2. Das Gesetz, das Gott seinem Volk gibt, ist nicht eine von einem tyrannischen Vater auferlegte Last, sondern Ausdruck jener Vaterliebe, die den rechten Weg für das menschliche Verhalten weist und Bedingung ist, um der Verheißungen Gottes teilhaftig zu werden. Das ist der Sinn der Aufforderung des Deuteronomiums: »Du sollst auf die Gebote des Herrn, deines Gottes, achten, auf seinen Wegen gehen und ihn fürchten«, die in engem Zusammenhang steht mit der Verheißung, daß Gott, der Herr, sein Volk »in ein prächtiges Land führt« (Dt 8,6 f.). Als Satzung, die den Bund zwischen Gott und den Söhnen Israels festlegt, ist das Gesetz von der Liebe geleitet. Es zu übertreten bleibt jedoch nicht ohne Folgen und bringt schmerzliche Resultate mit sich, die allerdings stets unter der Logik der Liebe stehen, denn sie veranlassen den Menschen zu einem heilsamen Bewußtwerden einer grundlegenden Dimension seines Seins. »Wenn unser Herz die Größe und Liebe Gottes entdeckt, wird es von Abscheu vor der Sünde und von ihrer Last erschüttert. Es beginnt davor zurückzuschrecken, Gott durch die Sünde zu beleidigen und so von ihm getrennt zu werden« (CEC 1432).

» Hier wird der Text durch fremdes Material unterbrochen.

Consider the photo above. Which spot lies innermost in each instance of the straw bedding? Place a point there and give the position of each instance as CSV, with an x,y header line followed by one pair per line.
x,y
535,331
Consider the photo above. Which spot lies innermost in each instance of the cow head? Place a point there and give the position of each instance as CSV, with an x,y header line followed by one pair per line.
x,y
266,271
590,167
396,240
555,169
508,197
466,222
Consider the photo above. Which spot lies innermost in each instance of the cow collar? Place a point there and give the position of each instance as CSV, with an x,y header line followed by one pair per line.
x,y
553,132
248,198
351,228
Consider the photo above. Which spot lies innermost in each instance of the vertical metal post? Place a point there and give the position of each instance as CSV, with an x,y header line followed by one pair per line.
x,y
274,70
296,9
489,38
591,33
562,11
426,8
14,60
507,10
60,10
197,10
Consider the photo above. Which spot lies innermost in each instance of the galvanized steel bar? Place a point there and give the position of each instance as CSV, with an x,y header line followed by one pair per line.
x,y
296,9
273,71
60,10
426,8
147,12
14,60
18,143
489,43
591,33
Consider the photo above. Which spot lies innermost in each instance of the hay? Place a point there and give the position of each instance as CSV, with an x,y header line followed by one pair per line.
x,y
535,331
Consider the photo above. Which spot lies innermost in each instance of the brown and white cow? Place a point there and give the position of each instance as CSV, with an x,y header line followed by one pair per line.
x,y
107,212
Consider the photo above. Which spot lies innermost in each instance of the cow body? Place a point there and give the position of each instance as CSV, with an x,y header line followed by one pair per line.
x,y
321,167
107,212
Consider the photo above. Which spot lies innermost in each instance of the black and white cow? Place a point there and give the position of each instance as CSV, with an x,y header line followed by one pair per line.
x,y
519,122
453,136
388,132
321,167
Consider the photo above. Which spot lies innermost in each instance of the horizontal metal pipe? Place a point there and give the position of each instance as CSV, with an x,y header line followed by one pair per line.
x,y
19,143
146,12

Wenn der Mensch sich von seinem Schöpfer abwendet, fällt er notwendigerweise ins Böse, in den Tod, ins Nichts. Im Gegenteil ist Zuwendung zu Gott Quelle des Lebens und Segens. Das wird ebenfalls vom Buch Deuteronomium betont: »Hiermit lege ich dir heute das Leben und das Glück, den Tod und das Unglück vor. Wenn du auf die Gebote des Herrn, deines Gottes, auf die ich dich heute verpflichte, hörst, indem du den Herrn, deinen Gott, liebst, auf seinen Wegen gehst und auf seine Gebote, Gesetze und Rechtsvorschriften achtest, dann wirst du leben und zahlreich werden, und der Herr, dein Gott, wird dich in dem Land, in das du hineinziehst, um es in Besitz zu nehmen, segnen« (Dt 30,15 f.).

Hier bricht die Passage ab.